One of Coverton’s owners, Scott Willard of Corral de Tierra, thought he would get a permit from the city last fall, only to have it denied in November by Monterey Community Development Director Kimberly Cole. She declared that the lab would be a “public nuisance” under the city’s current marijuana ordinance, enacted in 2011—before recreational cannabis for adults was legalized in California. That ordinance also states that no business can be a part of selling, exchanging or distributing cannabis.

Willard appealed to the Monterey Planning Commission in December, and six of seven commissioners agreed with Willard that the lab should be treated like any other medical testing lab. There’s no nuisance, they said, and it won’t be a part of selling or distributing, only testing to ensure it’s safe for human consumption. City Manager Hans Uslar immediately appealed the decision.
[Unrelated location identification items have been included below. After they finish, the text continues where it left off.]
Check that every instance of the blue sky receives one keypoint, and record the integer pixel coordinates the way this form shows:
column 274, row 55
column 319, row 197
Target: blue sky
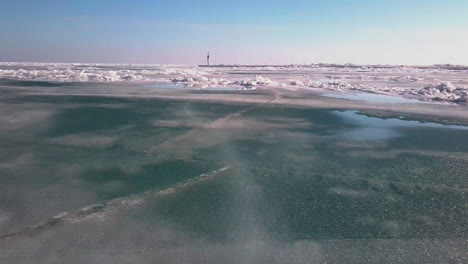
column 245, row 32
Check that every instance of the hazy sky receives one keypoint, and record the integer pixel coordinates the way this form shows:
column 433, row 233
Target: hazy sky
column 235, row 31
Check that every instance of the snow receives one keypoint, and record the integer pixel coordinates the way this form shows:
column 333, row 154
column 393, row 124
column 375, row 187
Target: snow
column 445, row 83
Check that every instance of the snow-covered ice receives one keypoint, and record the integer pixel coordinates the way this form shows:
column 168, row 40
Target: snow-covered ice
column 442, row 83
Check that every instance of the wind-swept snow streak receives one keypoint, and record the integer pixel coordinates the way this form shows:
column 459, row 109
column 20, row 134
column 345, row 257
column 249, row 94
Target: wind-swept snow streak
column 87, row 211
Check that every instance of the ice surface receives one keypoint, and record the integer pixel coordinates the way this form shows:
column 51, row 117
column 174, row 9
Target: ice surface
column 126, row 172
column 444, row 83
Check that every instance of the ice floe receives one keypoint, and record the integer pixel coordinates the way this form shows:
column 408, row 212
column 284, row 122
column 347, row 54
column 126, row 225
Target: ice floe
column 446, row 83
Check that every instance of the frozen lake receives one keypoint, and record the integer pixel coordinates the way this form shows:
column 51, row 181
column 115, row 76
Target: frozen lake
column 133, row 172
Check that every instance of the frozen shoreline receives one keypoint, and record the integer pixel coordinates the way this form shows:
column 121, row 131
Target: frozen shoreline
column 429, row 83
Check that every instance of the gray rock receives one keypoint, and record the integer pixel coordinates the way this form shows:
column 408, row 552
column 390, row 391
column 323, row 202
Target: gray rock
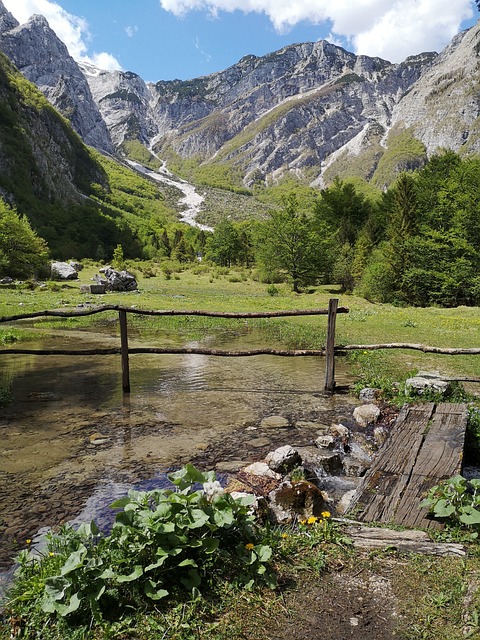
column 343, row 505
column 306, row 424
column 325, row 442
column 263, row 470
column 353, row 466
column 274, row 422
column 258, row 443
column 368, row 395
column 293, row 501
column 366, row 414
column 380, row 435
column 117, row 280
column 283, row 459
column 428, row 381
column 63, row 271
column 96, row 289
column 320, row 462
column 230, row 466
column 44, row 60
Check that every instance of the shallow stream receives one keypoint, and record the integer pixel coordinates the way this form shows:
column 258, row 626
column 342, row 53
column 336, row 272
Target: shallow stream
column 71, row 441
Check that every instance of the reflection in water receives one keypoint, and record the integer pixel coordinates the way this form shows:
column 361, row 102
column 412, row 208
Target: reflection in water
column 71, row 432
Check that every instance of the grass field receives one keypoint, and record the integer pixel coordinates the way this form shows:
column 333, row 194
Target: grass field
column 427, row 598
column 221, row 289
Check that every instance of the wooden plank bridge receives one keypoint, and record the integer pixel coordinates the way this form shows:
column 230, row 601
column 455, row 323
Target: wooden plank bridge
column 425, row 447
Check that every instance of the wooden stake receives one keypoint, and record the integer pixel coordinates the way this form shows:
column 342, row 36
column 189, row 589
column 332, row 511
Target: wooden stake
column 122, row 316
column 330, row 346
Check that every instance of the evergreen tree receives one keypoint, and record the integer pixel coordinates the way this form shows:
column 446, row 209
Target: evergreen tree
column 22, row 252
column 293, row 244
column 223, row 246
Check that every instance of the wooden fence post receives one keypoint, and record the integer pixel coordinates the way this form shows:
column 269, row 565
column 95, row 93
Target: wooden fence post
column 122, row 316
column 330, row 346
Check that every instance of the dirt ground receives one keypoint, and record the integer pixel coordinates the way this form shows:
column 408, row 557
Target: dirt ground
column 340, row 606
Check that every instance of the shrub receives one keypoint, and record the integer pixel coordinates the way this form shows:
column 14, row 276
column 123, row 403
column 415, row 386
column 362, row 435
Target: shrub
column 163, row 542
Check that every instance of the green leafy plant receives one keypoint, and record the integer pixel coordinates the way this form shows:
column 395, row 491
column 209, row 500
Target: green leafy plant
column 457, row 501
column 163, row 543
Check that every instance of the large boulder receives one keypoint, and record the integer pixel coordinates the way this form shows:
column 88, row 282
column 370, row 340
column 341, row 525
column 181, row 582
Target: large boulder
column 426, row 381
column 117, row 280
column 366, row 414
column 293, row 501
column 63, row 271
column 283, row 459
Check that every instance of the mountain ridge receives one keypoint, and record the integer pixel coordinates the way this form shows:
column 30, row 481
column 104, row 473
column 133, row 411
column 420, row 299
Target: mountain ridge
column 312, row 111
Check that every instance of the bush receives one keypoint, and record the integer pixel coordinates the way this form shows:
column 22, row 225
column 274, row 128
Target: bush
column 163, row 542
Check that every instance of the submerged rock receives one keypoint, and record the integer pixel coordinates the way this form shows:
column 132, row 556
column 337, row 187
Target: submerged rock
column 63, row 271
column 428, row 381
column 366, row 414
column 297, row 500
column 283, row 459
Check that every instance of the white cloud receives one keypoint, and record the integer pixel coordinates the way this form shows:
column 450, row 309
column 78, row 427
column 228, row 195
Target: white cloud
column 72, row 30
column 131, row 31
column 205, row 55
column 391, row 29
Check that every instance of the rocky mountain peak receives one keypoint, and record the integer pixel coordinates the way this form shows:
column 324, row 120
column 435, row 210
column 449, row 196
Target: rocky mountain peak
column 7, row 21
column 43, row 59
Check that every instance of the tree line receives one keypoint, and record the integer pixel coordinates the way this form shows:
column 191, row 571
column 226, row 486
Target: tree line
column 415, row 243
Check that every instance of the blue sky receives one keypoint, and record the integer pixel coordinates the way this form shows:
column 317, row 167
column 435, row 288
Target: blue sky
column 167, row 39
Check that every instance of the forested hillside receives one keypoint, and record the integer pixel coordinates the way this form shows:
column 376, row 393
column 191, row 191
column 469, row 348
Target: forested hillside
column 80, row 202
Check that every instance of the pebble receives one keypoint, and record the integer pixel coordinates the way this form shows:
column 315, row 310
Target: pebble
column 274, row 422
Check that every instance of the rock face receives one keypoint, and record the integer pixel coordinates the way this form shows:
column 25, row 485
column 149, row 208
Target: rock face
column 444, row 106
column 63, row 271
column 114, row 280
column 43, row 59
column 312, row 110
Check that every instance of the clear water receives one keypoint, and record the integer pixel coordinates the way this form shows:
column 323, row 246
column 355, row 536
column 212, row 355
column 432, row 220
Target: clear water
column 71, row 441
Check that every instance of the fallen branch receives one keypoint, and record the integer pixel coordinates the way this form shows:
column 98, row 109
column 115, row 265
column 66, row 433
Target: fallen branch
column 78, row 313
column 404, row 345
column 412, row 541
column 164, row 351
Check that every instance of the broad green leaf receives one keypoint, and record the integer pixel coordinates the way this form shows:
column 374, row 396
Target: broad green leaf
column 470, row 516
column 74, row 561
column 136, row 573
column 188, row 563
column 153, row 592
column 71, row 607
column 210, row 545
column 264, row 553
column 55, row 587
column 192, row 580
column 199, row 518
column 155, row 565
column 443, row 509
column 223, row 518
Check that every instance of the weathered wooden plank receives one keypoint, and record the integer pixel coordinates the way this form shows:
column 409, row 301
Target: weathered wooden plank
column 384, row 483
column 439, row 458
column 411, row 541
column 425, row 447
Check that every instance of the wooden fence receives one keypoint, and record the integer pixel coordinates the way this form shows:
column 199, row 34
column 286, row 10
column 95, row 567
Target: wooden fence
column 329, row 351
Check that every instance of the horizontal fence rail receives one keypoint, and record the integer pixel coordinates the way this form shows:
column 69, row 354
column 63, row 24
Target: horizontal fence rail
column 124, row 350
column 329, row 351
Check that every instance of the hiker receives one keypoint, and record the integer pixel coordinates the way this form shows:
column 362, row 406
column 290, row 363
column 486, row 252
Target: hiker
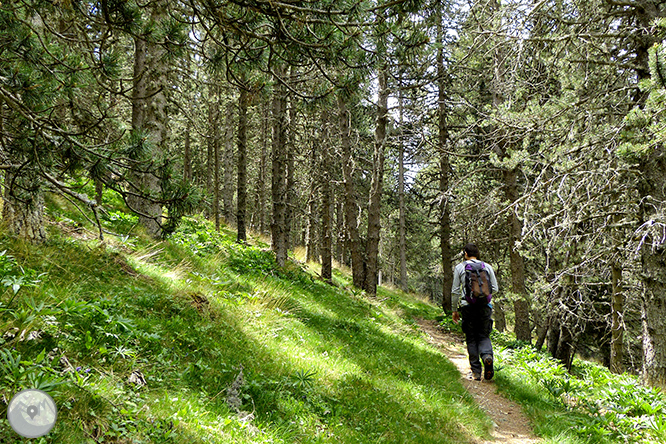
column 475, row 281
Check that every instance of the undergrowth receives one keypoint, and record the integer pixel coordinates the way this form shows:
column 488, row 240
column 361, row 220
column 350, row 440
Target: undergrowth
column 587, row 405
column 198, row 339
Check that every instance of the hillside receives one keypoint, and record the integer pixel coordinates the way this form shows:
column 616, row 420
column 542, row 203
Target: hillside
column 197, row 339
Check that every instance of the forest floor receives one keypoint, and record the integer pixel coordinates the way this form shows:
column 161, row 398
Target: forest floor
column 511, row 424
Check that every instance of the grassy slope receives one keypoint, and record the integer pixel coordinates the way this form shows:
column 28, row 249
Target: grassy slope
column 319, row 363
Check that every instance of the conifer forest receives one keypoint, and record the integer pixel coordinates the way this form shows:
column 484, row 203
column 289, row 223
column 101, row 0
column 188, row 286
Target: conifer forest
column 378, row 136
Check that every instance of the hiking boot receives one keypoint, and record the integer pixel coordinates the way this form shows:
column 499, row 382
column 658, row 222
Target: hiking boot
column 488, row 371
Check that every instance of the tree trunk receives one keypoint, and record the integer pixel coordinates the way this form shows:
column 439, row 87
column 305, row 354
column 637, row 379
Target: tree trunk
column 351, row 205
column 242, row 165
column 521, row 306
column 376, row 186
column 326, row 210
column 617, row 325
column 228, row 175
column 444, row 167
column 290, row 186
column 279, row 231
column 500, row 317
column 23, row 206
column 263, row 162
column 148, row 120
column 187, row 153
column 402, row 243
column 310, row 228
column 653, row 261
column 216, row 161
column 210, row 148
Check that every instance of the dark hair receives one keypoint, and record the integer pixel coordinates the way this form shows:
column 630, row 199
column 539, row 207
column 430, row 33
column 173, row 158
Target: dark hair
column 472, row 250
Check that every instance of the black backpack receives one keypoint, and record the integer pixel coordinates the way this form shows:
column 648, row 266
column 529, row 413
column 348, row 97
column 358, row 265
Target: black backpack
column 477, row 283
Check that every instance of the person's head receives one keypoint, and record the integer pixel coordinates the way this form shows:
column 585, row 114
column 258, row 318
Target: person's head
column 471, row 250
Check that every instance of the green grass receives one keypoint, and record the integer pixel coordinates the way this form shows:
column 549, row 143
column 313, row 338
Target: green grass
column 320, row 363
column 587, row 406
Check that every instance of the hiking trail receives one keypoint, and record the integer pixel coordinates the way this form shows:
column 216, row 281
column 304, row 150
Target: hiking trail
column 511, row 424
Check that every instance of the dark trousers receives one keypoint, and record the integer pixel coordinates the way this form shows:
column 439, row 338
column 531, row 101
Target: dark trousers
column 477, row 323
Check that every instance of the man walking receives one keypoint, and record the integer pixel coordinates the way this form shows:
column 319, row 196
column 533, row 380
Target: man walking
column 477, row 322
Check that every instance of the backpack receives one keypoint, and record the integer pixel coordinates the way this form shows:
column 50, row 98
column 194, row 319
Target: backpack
column 477, row 283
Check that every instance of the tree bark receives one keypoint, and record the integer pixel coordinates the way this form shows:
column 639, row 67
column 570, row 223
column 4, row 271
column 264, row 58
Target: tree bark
column 402, row 243
column 148, row 120
column 521, row 306
column 187, row 153
column 216, row 160
column 653, row 261
column 23, row 206
column 310, row 228
column 227, row 184
column 260, row 206
column 326, row 210
column 444, row 167
column 376, row 186
column 617, row 323
column 279, row 231
column 242, row 165
column 351, row 205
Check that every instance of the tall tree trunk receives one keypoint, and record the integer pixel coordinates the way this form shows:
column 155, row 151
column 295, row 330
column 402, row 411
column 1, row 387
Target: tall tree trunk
column 326, row 210
column 148, row 120
column 210, row 148
column 187, row 153
column 310, row 228
column 521, row 306
column 402, row 243
column 279, row 230
column 653, row 261
column 617, row 323
column 290, row 186
column 242, row 165
column 229, row 164
column 23, row 206
column 351, row 205
column 444, row 167
column 216, row 161
column 376, row 185
column 340, row 239
column 263, row 166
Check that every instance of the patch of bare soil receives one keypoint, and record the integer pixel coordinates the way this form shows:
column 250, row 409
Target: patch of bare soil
column 511, row 425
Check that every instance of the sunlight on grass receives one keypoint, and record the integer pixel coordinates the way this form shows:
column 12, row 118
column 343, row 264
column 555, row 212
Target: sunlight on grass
column 166, row 329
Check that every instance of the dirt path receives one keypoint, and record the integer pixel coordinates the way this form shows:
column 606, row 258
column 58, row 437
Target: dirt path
column 511, row 425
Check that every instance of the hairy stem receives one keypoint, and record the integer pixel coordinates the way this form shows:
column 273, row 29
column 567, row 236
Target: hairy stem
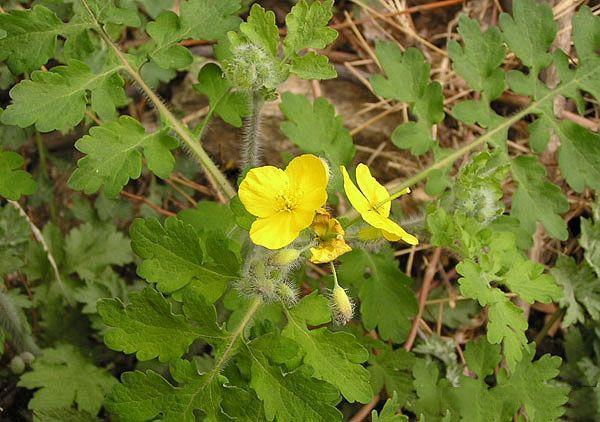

During the meeting on Jan. 21, Willard walked the five-member council through how the process of testing cannabis works, under strict rules enforced by the California Bureau of Cannabis Control. The samples are picked up using the same chain of evidence methods that law enforcement uses, taken in unmarked vehicles to the lab where there are cameras everywhere in the lab and every step is meticulously recorded. The samples are in small quantities—not amounts that might entice bad guys to break in. The samples are unusable as recreational (or medicinal) cannabis by the time lab techs are done with them.

Lawyers representing Coverton’s would-be landlord made a legal justification for the lab, as well as pointing out benefits to the city, namely employing 30 to 40 people in well-paying technical and management jobs for college graduates and providing the city with revenue at an estimated $1 million over a three-year period.

Smith’s pearl-clutching then began. He sided with Cole's interpretation of the city’s 2011 ordinance and would not be swayed on moral grounds. Monterey should not get in the marijuana business, Smith said, and no amount of jobs or money would change his mind.

At one point Smith railed against the idea of cannabis being transported through the city. Squid about fell off the couch. Really? Smith apparently has no idea how much legal cannabis flows through Monterey on a daily basis through delivery services allowed under state law. And in a city where voters overwhelmingly supported Proposition 64, think of all the folks who drive over the city line into adjacent Seaside, Del Rey Oaks or unincorporated Carmel to pick up their legal cannabis—and bring it back home, legally—leaving their sales tax money in those municipalities.

The rest of the council declined to join Smith on his crusade. Councilmember Alan Haffa rejected that interpretation of the ordinance and added it was imperative the city keep a source of jobs that would keep CSU Monterey Bay graduates here. He led the way for the 4-1 vote that in addition to allowing the lab to get its permit, would bring the 2011 law back for some updating.

Squid raises a glass to toast the good sense of the council majority. No milk for Squid, however. Cephalopods can’t stomach lactose. Come to think of it, they can’t stomach absurd arguments either.